Volodymyr Pavenskyi is a Ukrainian composer, teacher, and sound engineer.
Volodymyr Pavenskyi was born in Chernivtsi. In 1972, he entered the Music Theory Department of the Chernivtsi Music School, graduating in 1976. After two years of service in the Armed Forces, in 1979 he entered the Preparatory Department of the Composition Faculty of the Mykola Lysenko Lviv State Conservatory (now the Lviv National Music Academy). A year later, he began his full-time studies in the class of Viktor Kaminsky, who had just started teaching at the conservatory. Now Professor Kaminsky always recalls Pawensky as his first student.

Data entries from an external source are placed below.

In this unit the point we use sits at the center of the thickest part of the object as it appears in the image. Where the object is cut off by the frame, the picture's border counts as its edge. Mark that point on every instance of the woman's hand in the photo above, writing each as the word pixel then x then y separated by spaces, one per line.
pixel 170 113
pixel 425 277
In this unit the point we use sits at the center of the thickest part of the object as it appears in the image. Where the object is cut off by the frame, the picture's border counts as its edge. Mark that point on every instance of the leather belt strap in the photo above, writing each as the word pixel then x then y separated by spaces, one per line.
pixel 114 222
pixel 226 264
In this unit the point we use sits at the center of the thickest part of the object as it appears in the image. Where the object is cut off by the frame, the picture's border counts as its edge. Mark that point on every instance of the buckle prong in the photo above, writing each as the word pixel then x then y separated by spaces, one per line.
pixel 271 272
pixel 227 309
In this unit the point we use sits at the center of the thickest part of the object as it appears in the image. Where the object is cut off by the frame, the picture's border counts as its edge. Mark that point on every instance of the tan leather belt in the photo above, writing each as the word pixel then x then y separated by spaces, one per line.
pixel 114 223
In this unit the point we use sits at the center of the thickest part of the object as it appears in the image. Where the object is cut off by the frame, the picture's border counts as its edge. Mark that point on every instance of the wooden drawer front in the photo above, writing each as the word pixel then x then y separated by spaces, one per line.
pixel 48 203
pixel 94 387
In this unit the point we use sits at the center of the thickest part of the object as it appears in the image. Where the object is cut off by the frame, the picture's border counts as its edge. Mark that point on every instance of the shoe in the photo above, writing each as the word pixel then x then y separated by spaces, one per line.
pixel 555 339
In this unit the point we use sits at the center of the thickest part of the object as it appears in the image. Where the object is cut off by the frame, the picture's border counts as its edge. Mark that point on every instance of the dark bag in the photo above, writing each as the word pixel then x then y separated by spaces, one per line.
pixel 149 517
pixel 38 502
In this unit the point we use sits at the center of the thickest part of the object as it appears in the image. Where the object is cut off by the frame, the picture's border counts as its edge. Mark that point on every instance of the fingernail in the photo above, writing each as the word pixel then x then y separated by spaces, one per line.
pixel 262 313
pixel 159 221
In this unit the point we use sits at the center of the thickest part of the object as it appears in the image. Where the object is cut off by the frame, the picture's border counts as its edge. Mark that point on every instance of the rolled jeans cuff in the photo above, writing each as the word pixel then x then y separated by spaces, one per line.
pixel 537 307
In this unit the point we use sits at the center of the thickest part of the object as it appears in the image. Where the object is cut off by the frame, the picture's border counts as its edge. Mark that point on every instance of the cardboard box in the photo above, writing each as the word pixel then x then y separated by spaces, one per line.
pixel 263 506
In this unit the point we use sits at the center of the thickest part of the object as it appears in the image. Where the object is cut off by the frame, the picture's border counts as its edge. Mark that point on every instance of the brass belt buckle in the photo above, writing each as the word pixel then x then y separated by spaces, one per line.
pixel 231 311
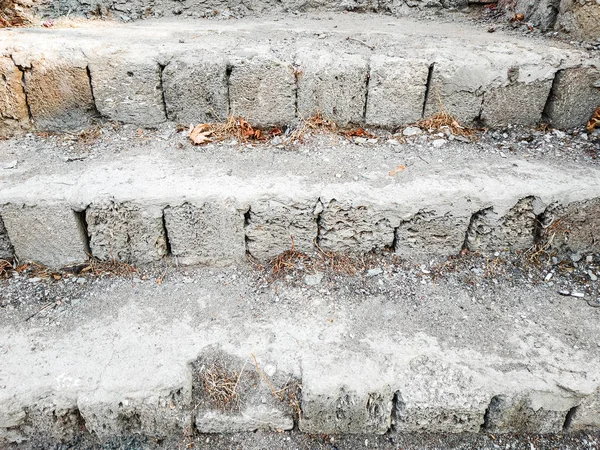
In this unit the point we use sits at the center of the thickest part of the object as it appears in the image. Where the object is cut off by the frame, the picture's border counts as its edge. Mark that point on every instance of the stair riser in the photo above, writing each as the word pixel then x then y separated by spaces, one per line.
pixel 273 86
pixel 222 232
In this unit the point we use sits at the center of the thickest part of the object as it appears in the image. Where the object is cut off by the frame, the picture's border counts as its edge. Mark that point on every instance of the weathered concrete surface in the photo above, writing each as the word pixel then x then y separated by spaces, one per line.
pixel 211 232
pixel 354 69
pixel 128 86
pixel 125 231
pixel 574 92
pixel 125 358
pixel 573 227
pixel 50 234
pixel 6 250
pixel 57 87
pixel 195 88
pixel 275 226
pixel 396 91
pixel 13 106
pixel 262 89
pixel 516 229
pixel 142 9
pixel 332 83
pixel 217 205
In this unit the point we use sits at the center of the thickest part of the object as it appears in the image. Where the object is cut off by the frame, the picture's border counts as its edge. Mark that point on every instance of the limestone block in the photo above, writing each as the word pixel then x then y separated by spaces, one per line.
pixel 575 96
pixel 575 227
pixel 430 232
pixel 489 232
pixel 48 234
pixel 396 91
pixel 58 91
pixel 127 87
pixel 262 89
pixel 273 224
pixel 334 84
pixel 195 88
pixel 357 228
pixel 206 233
pixel 13 106
pixel 125 232
pixel 6 249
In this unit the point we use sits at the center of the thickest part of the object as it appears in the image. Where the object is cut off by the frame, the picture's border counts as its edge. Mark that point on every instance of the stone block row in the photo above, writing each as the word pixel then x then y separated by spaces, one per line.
pixel 221 232
pixel 58 91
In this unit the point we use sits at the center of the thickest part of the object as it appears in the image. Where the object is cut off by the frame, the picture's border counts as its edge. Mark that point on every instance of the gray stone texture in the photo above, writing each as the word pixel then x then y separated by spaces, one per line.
pixel 429 232
pixel 357 228
pixel 125 232
pixel 59 94
pixel 13 106
pixel 332 83
pixel 575 96
pixel 6 250
pixel 195 87
pixel 262 89
pixel 489 232
pixel 516 103
pixel 574 227
pixel 396 91
pixel 457 87
pixel 47 234
pixel 527 414
pixel 210 232
pixel 274 225
pixel 128 87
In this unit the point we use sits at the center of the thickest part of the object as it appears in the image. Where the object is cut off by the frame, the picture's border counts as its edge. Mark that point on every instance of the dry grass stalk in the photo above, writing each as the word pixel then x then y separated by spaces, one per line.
pixel 443 120
pixel 220 385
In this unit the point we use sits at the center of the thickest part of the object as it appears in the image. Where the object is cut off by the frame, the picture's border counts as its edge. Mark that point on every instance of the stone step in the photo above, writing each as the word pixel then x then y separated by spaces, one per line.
pixel 143 198
pixel 363 70
pixel 222 350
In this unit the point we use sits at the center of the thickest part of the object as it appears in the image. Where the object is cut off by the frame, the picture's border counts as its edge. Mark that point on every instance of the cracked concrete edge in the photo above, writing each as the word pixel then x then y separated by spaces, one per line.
pixel 419 388
pixel 142 218
pixel 143 87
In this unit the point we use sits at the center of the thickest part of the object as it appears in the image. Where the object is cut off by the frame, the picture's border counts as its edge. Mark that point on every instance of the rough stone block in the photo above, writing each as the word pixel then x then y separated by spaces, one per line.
pixel 439 397
pixel 6 249
pixel 13 105
pixel 429 232
pixel 126 232
pixel 530 413
pixel 262 89
pixel 458 85
pixel 488 232
pixel 518 100
pixel 587 414
pixel 207 233
pixel 48 234
pixel 195 88
pixel 334 84
pixel 59 94
pixel 341 398
pixel 273 224
pixel 396 91
pixel 345 227
pixel 575 96
pixel 574 227
pixel 128 88
pixel 109 414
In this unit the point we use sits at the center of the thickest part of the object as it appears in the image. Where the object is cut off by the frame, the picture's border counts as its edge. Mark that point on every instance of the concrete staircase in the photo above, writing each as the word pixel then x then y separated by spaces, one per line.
pixel 353 355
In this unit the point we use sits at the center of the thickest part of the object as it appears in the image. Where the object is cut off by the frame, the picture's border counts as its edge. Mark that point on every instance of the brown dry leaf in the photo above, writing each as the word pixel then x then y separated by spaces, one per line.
pixel 200 134
pixel 396 170
pixel 594 121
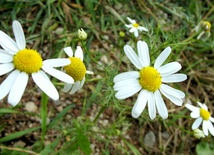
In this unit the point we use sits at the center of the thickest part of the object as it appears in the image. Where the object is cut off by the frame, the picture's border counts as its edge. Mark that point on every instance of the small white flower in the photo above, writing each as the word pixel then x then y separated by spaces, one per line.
pixel 149 81
pixel 203 117
pixel 23 62
pixel 198 134
pixel 135 27
pixel 76 69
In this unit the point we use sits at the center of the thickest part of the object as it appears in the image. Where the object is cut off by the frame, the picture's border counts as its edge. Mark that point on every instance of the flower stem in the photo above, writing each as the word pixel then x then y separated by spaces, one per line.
pixel 44 114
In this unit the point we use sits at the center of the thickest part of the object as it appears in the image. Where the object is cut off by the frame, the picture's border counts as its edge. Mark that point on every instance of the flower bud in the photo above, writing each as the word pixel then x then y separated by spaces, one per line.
pixel 82 35
pixel 198 134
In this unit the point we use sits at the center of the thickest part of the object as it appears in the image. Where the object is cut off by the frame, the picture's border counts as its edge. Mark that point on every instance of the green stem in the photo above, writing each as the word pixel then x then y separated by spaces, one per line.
pixel 44 114
pixel 88 53
pixel 100 112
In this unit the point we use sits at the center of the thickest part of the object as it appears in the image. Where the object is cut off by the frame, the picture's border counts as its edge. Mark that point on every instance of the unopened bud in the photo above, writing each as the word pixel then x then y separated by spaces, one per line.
pixel 198 134
pixel 82 35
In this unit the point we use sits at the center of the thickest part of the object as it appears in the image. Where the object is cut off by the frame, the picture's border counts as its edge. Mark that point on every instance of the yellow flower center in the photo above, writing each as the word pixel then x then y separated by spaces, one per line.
pixel 206 26
pixel 27 60
pixel 136 25
pixel 204 114
pixel 76 69
pixel 150 79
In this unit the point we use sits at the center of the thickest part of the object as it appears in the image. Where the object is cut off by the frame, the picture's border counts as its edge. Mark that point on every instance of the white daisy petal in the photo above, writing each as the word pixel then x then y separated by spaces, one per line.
pixel 172 91
pixel 174 99
pixel 133 29
pixel 82 83
pixel 195 114
pixel 169 68
pixel 191 107
pixel 174 78
pixel 128 26
pixel 18 88
pixel 59 62
pixel 58 74
pixel 6 68
pixel 132 56
pixel 129 91
pixel 7 43
pixel 45 85
pixel 68 51
pixel 126 83
pixel 136 34
pixel 89 72
pixel 140 104
pixel 162 57
pixel 5 57
pixel 79 53
pixel 197 123
pixel 19 35
pixel 67 87
pixel 143 52
pixel 202 105
pixel 131 20
pixel 210 127
pixel 7 84
pixel 141 28
pixel 151 105
pixel 75 87
pixel 126 75
pixel 211 119
pixel 205 127
pixel 161 107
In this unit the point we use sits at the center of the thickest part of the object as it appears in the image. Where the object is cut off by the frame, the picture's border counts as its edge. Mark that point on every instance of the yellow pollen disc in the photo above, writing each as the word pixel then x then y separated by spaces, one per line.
pixel 204 114
pixel 150 79
pixel 76 69
pixel 136 25
pixel 27 60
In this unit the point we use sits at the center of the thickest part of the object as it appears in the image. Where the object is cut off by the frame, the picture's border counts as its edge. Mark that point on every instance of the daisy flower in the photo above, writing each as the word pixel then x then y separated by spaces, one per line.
pixel 149 81
pixel 135 27
pixel 202 116
pixel 23 62
pixel 76 69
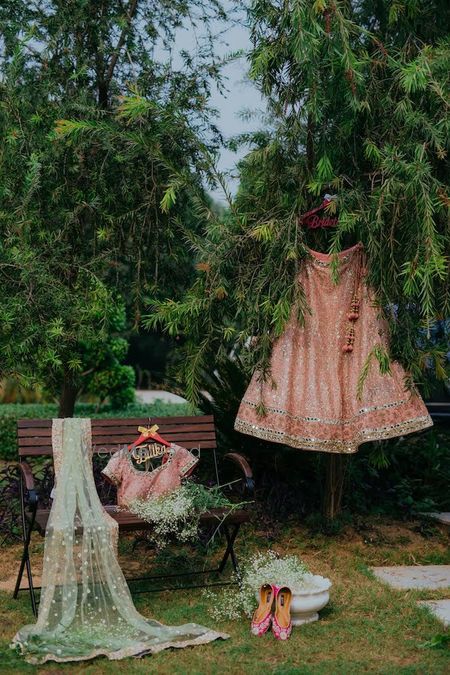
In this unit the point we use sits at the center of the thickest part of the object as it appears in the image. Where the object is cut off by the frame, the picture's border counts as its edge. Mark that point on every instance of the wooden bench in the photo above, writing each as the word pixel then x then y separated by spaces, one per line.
pixel 108 436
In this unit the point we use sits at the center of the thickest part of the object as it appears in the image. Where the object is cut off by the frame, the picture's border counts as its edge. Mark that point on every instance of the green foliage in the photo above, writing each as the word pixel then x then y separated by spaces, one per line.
pixel 97 134
pixel 357 104
pixel 11 412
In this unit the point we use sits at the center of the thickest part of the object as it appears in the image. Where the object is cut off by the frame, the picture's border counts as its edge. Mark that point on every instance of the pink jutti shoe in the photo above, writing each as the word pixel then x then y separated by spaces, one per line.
pixel 262 618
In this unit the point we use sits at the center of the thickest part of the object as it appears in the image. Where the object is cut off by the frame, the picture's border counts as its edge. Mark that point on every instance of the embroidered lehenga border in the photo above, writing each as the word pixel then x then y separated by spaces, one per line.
pixel 311 397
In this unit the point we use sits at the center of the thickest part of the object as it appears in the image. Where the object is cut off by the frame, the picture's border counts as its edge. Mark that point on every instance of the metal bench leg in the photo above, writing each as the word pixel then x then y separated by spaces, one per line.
pixel 26 532
pixel 229 551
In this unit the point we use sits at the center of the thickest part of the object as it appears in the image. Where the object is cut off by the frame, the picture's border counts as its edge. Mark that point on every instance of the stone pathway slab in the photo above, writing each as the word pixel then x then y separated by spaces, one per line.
pixel 415 576
pixel 443 517
pixel 440 608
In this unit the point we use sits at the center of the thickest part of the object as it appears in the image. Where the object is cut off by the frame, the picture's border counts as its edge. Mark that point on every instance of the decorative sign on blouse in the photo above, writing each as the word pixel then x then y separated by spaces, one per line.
pixel 133 483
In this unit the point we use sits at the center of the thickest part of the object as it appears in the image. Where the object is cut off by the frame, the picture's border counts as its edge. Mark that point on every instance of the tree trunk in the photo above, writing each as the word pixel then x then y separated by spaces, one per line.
pixel 334 485
pixel 68 397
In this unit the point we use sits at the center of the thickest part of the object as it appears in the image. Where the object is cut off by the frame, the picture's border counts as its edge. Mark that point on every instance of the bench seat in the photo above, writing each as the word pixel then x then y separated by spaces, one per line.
pixel 128 522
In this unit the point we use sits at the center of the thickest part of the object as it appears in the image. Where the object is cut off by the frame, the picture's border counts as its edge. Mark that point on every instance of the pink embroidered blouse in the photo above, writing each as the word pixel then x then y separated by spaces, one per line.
pixel 135 484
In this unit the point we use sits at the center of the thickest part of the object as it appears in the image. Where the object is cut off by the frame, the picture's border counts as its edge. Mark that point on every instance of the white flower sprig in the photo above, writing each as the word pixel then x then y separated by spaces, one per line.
pixel 259 569
pixel 176 515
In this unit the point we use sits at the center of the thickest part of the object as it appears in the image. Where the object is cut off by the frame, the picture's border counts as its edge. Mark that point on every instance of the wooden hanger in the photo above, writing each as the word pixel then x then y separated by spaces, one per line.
pixel 311 220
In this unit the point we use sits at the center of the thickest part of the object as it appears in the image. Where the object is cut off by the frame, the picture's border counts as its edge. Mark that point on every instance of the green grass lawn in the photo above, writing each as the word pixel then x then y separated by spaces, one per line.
pixel 367 627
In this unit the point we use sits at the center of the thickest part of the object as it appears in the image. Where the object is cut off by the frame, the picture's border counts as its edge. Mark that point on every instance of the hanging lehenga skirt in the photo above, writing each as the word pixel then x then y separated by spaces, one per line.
pixel 311 398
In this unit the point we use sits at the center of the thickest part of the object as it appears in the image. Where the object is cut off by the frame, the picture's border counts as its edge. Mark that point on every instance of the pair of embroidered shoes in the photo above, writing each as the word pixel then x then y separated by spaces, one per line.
pixel 264 616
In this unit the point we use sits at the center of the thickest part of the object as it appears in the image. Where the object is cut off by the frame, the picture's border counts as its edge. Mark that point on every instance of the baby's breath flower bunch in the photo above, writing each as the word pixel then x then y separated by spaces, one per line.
pixel 261 568
pixel 176 515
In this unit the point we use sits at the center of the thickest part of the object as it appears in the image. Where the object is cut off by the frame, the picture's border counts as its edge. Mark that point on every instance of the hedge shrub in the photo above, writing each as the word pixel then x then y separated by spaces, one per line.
pixel 11 412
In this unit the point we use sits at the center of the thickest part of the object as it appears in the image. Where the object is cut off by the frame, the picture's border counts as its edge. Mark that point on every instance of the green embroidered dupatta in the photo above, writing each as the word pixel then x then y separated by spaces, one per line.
pixel 86 609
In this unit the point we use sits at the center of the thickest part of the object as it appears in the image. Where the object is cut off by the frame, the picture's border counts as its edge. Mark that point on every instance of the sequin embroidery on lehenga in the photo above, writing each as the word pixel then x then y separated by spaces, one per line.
pixel 310 399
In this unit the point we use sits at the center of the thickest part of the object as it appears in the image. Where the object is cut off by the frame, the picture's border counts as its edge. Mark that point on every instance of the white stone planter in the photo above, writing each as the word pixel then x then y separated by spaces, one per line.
pixel 307 602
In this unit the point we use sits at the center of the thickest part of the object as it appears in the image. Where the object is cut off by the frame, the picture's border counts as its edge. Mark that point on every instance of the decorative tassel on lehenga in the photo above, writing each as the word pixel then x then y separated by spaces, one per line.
pixel 353 314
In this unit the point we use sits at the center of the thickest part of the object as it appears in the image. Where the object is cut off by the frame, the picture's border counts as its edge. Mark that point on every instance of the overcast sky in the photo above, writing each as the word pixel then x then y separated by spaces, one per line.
pixel 241 94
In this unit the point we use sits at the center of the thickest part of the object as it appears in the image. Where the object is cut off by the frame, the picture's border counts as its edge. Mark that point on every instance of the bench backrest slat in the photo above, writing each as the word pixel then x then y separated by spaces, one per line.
pixel 35 436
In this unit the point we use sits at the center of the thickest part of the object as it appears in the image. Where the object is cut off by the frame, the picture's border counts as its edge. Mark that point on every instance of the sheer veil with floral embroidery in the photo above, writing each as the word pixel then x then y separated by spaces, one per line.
pixel 86 609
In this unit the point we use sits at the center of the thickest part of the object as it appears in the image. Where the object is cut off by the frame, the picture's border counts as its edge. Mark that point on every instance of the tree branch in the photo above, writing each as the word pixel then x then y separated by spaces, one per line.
pixel 130 14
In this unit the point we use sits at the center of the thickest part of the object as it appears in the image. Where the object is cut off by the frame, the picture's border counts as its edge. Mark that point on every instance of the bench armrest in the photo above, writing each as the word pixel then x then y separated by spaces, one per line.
pixel 28 480
pixel 243 464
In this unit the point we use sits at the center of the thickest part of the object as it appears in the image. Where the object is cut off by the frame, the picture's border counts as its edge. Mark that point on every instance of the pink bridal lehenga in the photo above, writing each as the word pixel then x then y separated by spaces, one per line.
pixel 310 399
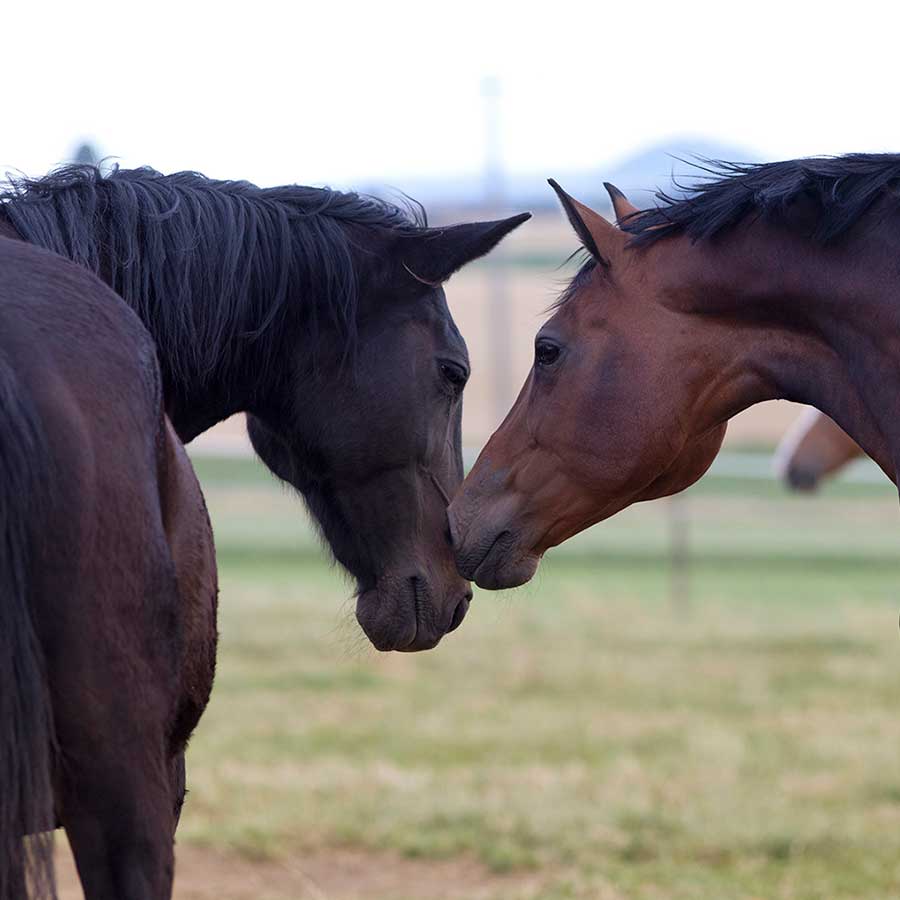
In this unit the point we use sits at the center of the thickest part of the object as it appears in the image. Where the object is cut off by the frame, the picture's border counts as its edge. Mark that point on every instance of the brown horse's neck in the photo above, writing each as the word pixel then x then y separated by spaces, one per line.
pixel 788 319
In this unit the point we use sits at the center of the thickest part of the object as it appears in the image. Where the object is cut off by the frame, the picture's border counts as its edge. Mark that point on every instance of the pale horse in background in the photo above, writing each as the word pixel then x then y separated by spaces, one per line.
pixel 812 449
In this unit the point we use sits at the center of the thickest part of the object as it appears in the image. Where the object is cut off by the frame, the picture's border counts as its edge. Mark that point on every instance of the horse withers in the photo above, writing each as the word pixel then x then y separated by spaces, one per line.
pixel 107 588
pixel 322 315
pixel 773 281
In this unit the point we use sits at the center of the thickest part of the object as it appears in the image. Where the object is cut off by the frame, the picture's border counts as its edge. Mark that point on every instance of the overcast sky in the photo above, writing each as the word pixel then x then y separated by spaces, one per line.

After graduating in 1985 and until 2018, Volodymyr Pavenskyi worked at the Lviv TV and Radio Company, first as a sound engineer and later as the head of the sound engineers' department, while composing his own works in various forms, genres and thematic areas. Since 1994, he has been a member of the Lviv organisation of the Union of Composers of Ukraine.
Since 2003, he has been working as a composition teacher at the Solomiya Krushelnytska Specialised Music Boarding School in Lviv. In 2012, Volodymyr Pawenskyy won the Kosenko Prize for his children's choral concert From Winter to Winter for double choir and soloists based on calendar songs.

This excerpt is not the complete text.